Healing badly burned skin takes months of grafting and recovery. Except now they have developed a gun, like a paint gun, that literally sprays new skin cells onto the affected area in a process that takes an hour and a half. They take stem cells from the healthy skin annd do some science-y stuff to it and then just spray it on. It is freaking unbelievable!
Apparently there *is *no scarring. In the video, at least, the subject went from 2nd degree burns to what looked like perfectly healthy skin in a matter of days.
I guess my concern here is that he had “only” bad second degree burns, meaning there were still some intact skin structures and adequate blood flow to the sites treated. I wonder how well this would work with third degree burns where the entire thickness of skin is destroyed and there may or may not be adequate circulation to the area.

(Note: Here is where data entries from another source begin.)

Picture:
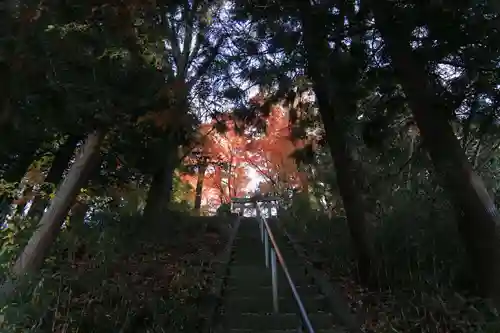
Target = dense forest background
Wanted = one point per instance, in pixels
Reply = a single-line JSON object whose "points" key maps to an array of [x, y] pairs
{"points": [[123, 122]]}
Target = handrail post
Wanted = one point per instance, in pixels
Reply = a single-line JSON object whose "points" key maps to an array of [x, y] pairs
{"points": [[274, 279], [266, 249]]}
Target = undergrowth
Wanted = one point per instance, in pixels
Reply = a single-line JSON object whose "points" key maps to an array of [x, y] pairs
{"points": [[424, 285], [117, 274]]}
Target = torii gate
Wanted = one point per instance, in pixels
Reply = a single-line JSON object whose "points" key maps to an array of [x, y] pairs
{"points": [[238, 205]]}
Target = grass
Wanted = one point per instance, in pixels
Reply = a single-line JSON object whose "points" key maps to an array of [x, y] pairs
{"points": [[122, 276]]}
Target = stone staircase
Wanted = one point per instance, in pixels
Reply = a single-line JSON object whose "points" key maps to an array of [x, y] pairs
{"points": [[247, 294]]}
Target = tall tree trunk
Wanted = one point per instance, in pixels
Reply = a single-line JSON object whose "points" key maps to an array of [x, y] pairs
{"points": [[59, 165], [334, 108], [160, 191], [33, 254], [479, 222], [199, 187], [78, 212]]}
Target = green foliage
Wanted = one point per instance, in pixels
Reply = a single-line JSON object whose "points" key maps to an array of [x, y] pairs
{"points": [[422, 267], [113, 274]]}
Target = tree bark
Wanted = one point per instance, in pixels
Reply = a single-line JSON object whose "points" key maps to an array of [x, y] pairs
{"points": [[199, 187], [77, 213], [59, 165], [478, 223], [33, 255], [334, 107]]}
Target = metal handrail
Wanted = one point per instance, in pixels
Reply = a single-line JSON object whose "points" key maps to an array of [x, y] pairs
{"points": [[276, 254]]}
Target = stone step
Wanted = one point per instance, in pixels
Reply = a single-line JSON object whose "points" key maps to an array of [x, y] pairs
{"points": [[281, 321], [287, 304], [266, 292], [239, 330], [265, 279], [261, 272]]}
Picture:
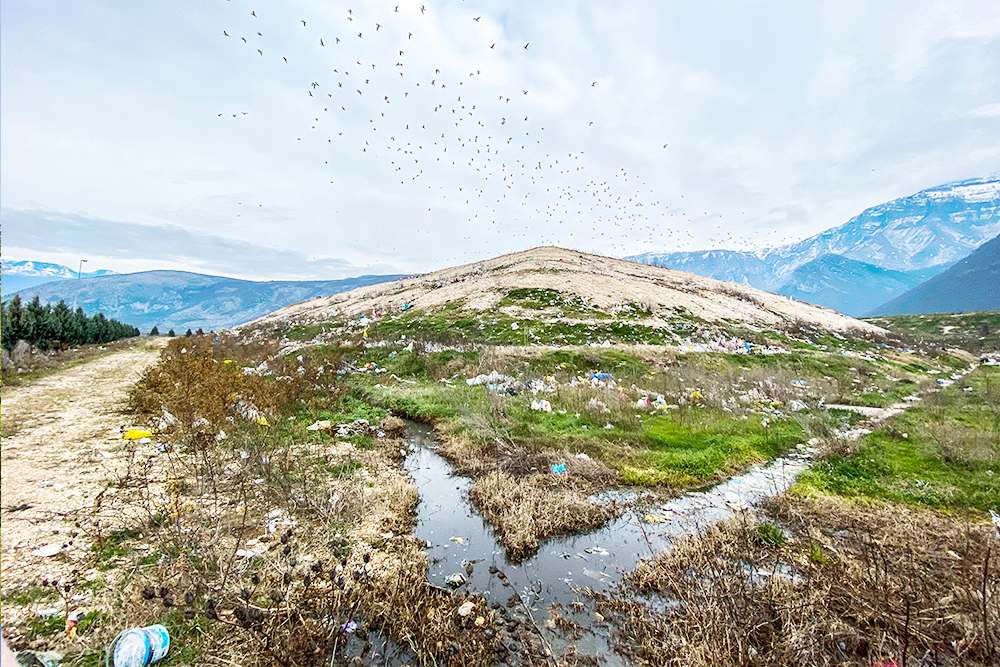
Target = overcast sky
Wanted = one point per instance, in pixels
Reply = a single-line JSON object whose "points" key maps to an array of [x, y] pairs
{"points": [[222, 136]]}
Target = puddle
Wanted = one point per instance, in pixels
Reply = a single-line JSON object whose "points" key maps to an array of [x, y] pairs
{"points": [[566, 564]]}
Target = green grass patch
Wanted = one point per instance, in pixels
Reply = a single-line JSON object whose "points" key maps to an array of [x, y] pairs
{"points": [[712, 445], [971, 331], [944, 452], [29, 595]]}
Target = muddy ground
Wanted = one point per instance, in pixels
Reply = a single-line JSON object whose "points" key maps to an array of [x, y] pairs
{"points": [[62, 442]]}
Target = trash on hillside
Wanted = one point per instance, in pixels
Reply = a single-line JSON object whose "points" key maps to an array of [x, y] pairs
{"points": [[43, 658], [321, 425], [139, 647], [72, 621], [736, 503], [490, 378], [48, 550], [542, 405], [595, 406]]}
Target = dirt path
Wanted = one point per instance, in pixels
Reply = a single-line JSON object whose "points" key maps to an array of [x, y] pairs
{"points": [[61, 443]]}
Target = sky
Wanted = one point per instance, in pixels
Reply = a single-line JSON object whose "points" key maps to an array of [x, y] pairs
{"points": [[272, 139]]}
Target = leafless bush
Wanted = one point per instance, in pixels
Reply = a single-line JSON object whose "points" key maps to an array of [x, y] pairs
{"points": [[851, 586], [528, 509]]}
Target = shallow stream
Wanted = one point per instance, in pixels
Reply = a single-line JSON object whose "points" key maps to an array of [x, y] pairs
{"points": [[459, 541]]}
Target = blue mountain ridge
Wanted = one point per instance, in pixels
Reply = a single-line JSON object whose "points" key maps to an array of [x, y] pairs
{"points": [[181, 300], [931, 229]]}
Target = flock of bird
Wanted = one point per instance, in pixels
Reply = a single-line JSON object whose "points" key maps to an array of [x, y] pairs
{"points": [[451, 131]]}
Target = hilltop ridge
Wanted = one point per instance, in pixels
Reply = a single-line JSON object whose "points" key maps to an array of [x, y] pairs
{"points": [[603, 286]]}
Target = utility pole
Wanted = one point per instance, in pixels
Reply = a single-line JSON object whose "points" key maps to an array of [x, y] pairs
{"points": [[79, 272]]}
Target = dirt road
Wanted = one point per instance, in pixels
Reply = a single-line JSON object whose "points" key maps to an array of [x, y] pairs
{"points": [[61, 443]]}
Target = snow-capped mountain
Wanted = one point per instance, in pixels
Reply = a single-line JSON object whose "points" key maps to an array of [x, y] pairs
{"points": [[932, 228], [18, 275], [182, 300], [971, 284]]}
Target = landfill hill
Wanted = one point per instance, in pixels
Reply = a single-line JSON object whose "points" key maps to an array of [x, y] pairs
{"points": [[574, 296]]}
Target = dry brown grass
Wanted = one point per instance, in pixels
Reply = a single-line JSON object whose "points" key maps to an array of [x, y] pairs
{"points": [[854, 585], [526, 510]]}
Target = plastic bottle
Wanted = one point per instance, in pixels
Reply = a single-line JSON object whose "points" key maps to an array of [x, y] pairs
{"points": [[140, 647]]}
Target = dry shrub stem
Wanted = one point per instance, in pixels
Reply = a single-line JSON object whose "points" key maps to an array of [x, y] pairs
{"points": [[852, 586], [529, 509]]}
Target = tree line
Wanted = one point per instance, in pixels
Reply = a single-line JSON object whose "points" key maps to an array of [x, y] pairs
{"points": [[47, 326]]}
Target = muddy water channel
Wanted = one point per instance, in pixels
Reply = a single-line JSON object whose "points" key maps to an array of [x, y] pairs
{"points": [[460, 542]]}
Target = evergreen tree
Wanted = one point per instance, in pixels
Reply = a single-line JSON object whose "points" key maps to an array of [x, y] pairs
{"points": [[11, 331]]}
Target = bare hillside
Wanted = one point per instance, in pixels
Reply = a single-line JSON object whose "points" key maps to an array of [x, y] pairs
{"points": [[604, 283]]}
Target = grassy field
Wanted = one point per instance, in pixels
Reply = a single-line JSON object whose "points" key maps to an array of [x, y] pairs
{"points": [[971, 331], [944, 452]]}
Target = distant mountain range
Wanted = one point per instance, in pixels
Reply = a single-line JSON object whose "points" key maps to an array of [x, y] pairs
{"points": [[971, 284], [18, 275], [182, 300], [849, 286], [882, 251]]}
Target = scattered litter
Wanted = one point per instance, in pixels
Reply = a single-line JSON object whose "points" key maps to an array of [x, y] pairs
{"points": [[38, 658], [490, 378], [139, 647], [48, 550], [735, 502], [322, 425]]}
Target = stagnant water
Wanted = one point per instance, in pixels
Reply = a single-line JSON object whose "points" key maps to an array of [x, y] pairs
{"points": [[459, 541]]}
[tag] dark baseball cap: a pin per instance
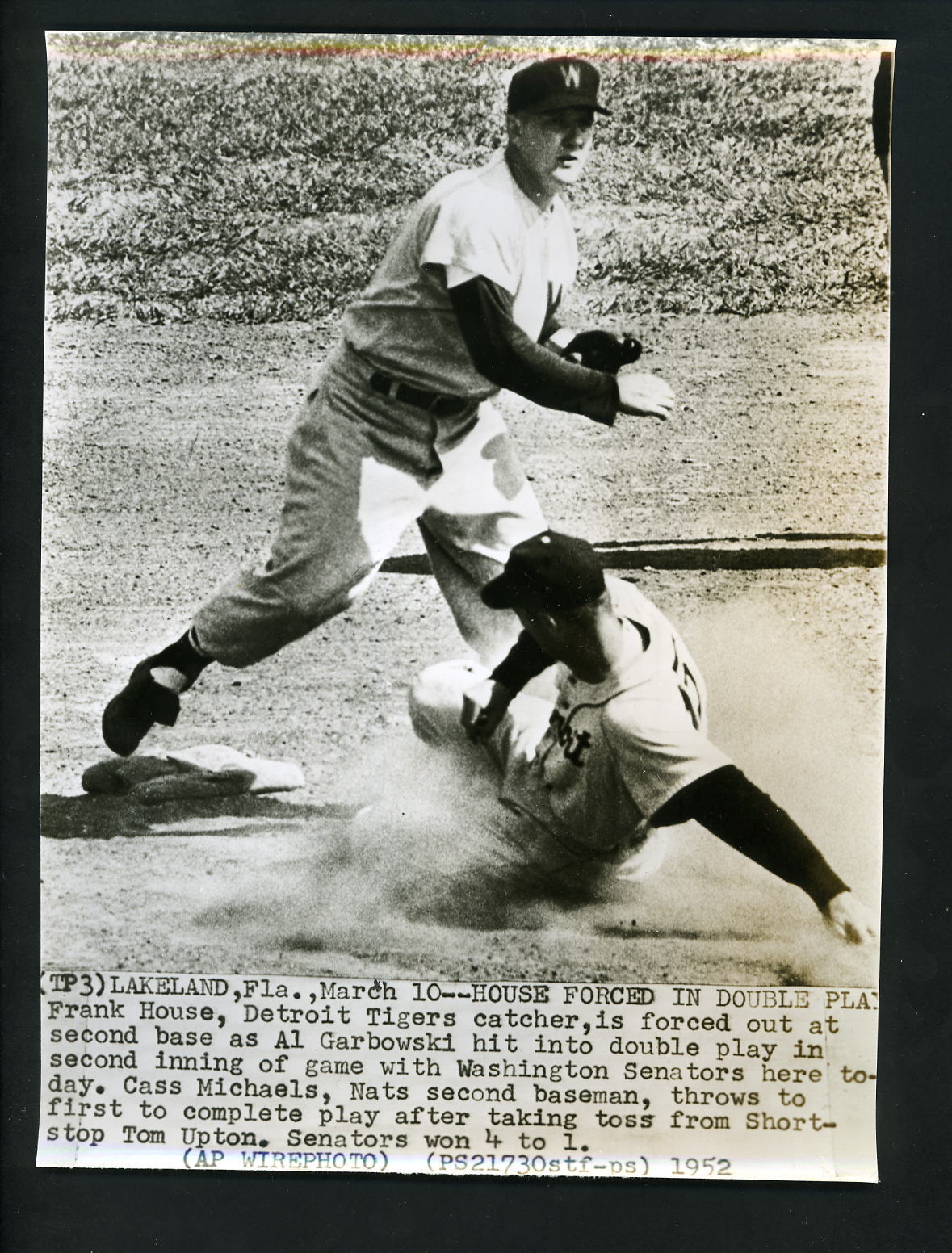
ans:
(559, 83)
(552, 572)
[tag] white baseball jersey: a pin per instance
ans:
(617, 751)
(474, 222)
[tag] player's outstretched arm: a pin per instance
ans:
(645, 396)
(849, 919)
(740, 814)
(484, 707)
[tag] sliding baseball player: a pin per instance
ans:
(590, 785)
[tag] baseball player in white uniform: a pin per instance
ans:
(401, 425)
(590, 785)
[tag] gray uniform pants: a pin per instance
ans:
(361, 467)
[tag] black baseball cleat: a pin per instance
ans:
(133, 713)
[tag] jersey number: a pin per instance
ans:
(689, 689)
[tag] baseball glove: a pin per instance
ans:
(600, 350)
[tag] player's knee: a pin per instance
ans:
(315, 604)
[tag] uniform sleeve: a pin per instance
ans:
(522, 664)
(505, 354)
(474, 238)
(729, 806)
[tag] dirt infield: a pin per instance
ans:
(163, 467)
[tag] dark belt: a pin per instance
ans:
(441, 406)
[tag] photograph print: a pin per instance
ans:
(463, 506)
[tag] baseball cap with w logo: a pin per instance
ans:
(558, 83)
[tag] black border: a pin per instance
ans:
(124, 1211)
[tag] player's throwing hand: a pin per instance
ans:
(849, 919)
(484, 707)
(645, 395)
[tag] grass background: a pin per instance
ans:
(218, 178)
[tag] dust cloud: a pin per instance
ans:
(415, 867)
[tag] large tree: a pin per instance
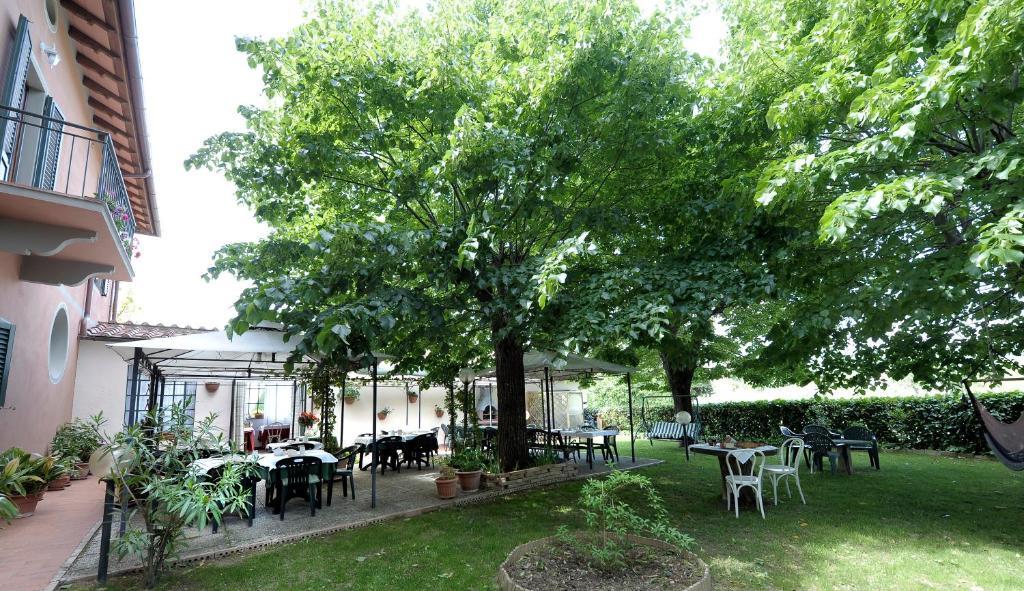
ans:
(437, 168)
(900, 122)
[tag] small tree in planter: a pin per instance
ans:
(620, 549)
(154, 470)
(350, 394)
(77, 440)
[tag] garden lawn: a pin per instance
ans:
(922, 522)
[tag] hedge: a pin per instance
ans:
(939, 422)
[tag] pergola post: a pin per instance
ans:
(341, 420)
(633, 437)
(373, 442)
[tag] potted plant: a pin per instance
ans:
(445, 482)
(306, 420)
(469, 466)
(621, 548)
(23, 478)
(58, 473)
(76, 440)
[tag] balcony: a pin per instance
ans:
(64, 206)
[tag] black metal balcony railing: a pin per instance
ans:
(54, 155)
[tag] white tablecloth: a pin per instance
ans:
(269, 461)
(316, 445)
(406, 436)
(588, 434)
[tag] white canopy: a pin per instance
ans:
(561, 366)
(259, 352)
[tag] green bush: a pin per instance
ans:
(939, 422)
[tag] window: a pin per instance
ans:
(6, 346)
(51, 9)
(59, 333)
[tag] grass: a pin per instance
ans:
(921, 522)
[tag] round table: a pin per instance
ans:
(745, 495)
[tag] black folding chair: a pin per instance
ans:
(299, 476)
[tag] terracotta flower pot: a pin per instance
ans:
(27, 505)
(81, 470)
(59, 483)
(469, 480)
(506, 583)
(445, 488)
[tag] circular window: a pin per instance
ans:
(50, 7)
(58, 344)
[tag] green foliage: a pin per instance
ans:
(77, 439)
(896, 165)
(940, 422)
(609, 518)
(154, 470)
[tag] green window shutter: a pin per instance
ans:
(13, 92)
(48, 154)
(6, 346)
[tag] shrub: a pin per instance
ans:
(940, 422)
(609, 518)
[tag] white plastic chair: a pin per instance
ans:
(736, 480)
(792, 450)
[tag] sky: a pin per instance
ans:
(194, 80)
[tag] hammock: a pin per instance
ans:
(1006, 439)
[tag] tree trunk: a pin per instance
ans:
(680, 378)
(512, 452)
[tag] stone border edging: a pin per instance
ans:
(204, 556)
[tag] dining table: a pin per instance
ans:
(268, 468)
(744, 466)
(286, 442)
(588, 434)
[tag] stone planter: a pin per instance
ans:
(27, 505)
(81, 471)
(445, 488)
(470, 481)
(505, 582)
(59, 483)
(529, 477)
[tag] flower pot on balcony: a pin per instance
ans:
(469, 481)
(27, 504)
(59, 483)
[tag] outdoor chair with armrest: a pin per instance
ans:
(862, 433)
(346, 462)
(820, 447)
(299, 476)
(792, 449)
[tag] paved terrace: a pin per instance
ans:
(402, 494)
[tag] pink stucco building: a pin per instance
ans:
(75, 190)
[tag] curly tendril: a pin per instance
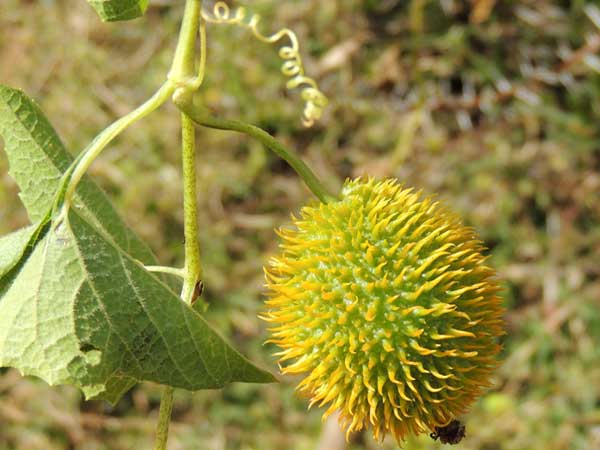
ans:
(292, 66)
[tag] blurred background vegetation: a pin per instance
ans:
(492, 105)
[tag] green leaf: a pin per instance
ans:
(38, 159)
(102, 321)
(13, 247)
(115, 10)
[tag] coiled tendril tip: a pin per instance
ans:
(292, 67)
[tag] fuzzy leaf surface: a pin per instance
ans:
(117, 10)
(37, 160)
(102, 322)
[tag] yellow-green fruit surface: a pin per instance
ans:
(383, 300)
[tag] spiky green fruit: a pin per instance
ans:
(383, 298)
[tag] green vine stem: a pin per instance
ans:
(182, 74)
(164, 418)
(201, 117)
(105, 137)
(193, 269)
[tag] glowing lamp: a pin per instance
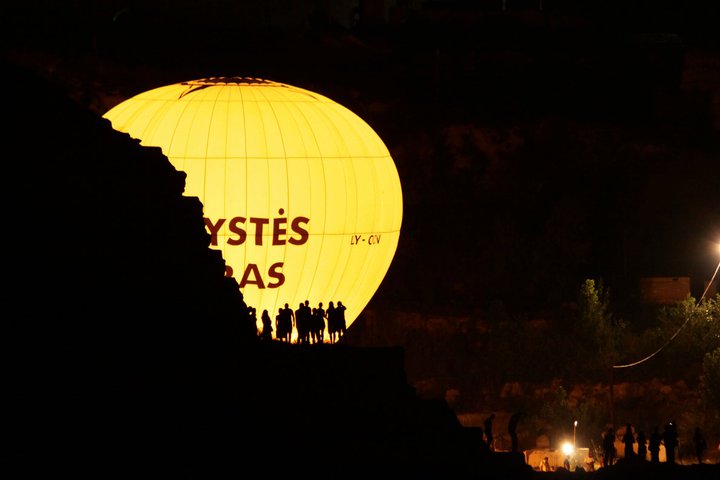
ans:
(299, 193)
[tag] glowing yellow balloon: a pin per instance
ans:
(299, 193)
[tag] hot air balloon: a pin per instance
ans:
(300, 194)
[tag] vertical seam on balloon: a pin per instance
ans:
(350, 120)
(296, 115)
(311, 285)
(270, 208)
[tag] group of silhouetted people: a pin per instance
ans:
(668, 438)
(309, 323)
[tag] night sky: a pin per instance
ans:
(536, 148)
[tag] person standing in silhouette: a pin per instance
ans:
(670, 439)
(609, 447)
(512, 430)
(642, 445)
(488, 431)
(332, 322)
(700, 444)
(266, 333)
(628, 440)
(320, 323)
(340, 312)
(654, 445)
(301, 324)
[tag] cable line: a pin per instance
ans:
(678, 330)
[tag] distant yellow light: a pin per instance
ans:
(299, 193)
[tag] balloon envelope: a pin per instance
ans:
(299, 193)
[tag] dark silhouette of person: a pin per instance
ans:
(654, 445)
(340, 312)
(266, 333)
(320, 323)
(308, 320)
(642, 445)
(628, 440)
(284, 322)
(609, 447)
(332, 322)
(670, 439)
(700, 444)
(512, 430)
(252, 316)
(301, 325)
(488, 431)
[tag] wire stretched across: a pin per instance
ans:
(678, 330)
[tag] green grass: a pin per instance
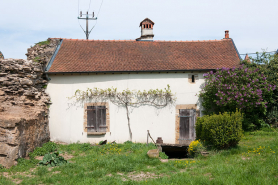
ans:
(253, 161)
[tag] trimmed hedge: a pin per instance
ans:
(221, 131)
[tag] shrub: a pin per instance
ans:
(245, 88)
(220, 131)
(195, 148)
(53, 160)
(46, 148)
(162, 155)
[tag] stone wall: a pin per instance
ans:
(24, 103)
(42, 51)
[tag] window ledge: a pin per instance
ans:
(96, 133)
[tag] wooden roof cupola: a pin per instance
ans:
(146, 30)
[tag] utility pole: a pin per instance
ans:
(87, 32)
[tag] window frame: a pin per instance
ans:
(96, 131)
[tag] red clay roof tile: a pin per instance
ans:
(112, 56)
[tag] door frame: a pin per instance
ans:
(177, 122)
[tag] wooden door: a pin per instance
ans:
(187, 125)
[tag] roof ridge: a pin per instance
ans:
(131, 40)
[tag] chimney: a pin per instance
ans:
(227, 34)
(247, 58)
(146, 30)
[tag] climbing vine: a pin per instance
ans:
(158, 98)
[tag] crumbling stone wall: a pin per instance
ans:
(24, 103)
(23, 109)
(42, 51)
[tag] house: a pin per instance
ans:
(140, 64)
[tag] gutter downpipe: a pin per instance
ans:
(52, 59)
(236, 50)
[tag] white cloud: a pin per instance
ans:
(252, 23)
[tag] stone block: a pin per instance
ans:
(153, 153)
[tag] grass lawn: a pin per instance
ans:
(254, 161)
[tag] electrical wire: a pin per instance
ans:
(89, 5)
(96, 17)
(88, 11)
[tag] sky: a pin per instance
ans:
(252, 23)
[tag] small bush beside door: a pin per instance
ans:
(220, 131)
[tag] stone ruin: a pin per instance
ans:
(24, 103)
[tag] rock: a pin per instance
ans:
(28, 69)
(26, 82)
(37, 70)
(153, 153)
(3, 79)
(21, 128)
(7, 83)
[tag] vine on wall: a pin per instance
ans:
(158, 98)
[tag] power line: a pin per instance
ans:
(259, 52)
(89, 5)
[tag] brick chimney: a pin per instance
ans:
(227, 36)
(146, 30)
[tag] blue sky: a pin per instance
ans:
(252, 23)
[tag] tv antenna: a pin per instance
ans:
(87, 18)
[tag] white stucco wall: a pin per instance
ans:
(66, 119)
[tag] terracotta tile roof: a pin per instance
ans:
(115, 56)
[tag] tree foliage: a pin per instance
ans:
(244, 88)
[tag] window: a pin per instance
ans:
(193, 78)
(187, 118)
(96, 119)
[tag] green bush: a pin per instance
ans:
(53, 160)
(220, 131)
(46, 148)
(162, 155)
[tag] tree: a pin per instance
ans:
(245, 88)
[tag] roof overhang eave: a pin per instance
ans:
(146, 71)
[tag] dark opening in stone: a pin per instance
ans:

Mind you - this is nothing to sneeze at. That level of second degree burn can leave scars and result in all sorts of problems. It is worthwhile treatment even if that’s the worst level of burn it can treat. I’d just like to see something work that well on the truly worst cases.
There’s nothing in the video that we didn’t just describe to you. It’s just people talking into the camera and some shots of the gun. Chances are, your imagination is pretty accurate.
There’s a scene showing a man with severe, but healing burns to his left hand. The patch at the joint of his thumb is raw, white and pink. It also shows, I think, the same hand after the burn but before healing - very large bronze colored blisters, and then the same skin after it had been debrided. My mom, the RN, winced when I showed her the video, but it was more sympathy on her part, as she knows burns are extremely painful.
No, the man with the raw, cracked burn scar between his thumb and fingers was a different man than the one where the showed the severe, “bronze” colored blistering because the whole point was that the man with the “bronze” blistering had been treated with the skin graft gun and didn’t have the more typical results of the man with the pink/red/heavily scarred hand.
That was really spectacular - that guy had significant second-degree burns, and he was healed in days. I can only imagine that the spray-on skin would drastically reduce the pain of a burn, too.
OK, let’s make it clear; there’s a man with a nasty “open wound” burn between his thumb and forefinger. There is some stock footage of a burn like the one treated with the skin gun – before and after debridement, IIUC. The burn patient who was treated, the one they’re interviewing – was not photographed before treatment.
If circulation is impaired, a skin graft may not “take” either. It seems to me that appropriately harvested cells sprayed onto a properly prepared site could benefit even third-degree burns, but it would take a lot more time and possibly require more than one treatment or a more complex therapy. Maybe if the cells were harvested from deeper layers, it could be combined with a temporary graft,or a split-layer graft. IINAD.
The graphic nature of burned skin being healed by an amazing technology doesn’t bother me. The You-Tube Ad for the “McDonald’s Angus Chipolte Burger” that plays right before that video (that you can’t skip past) seems damned inappropriate however, if not down-right ghoulish.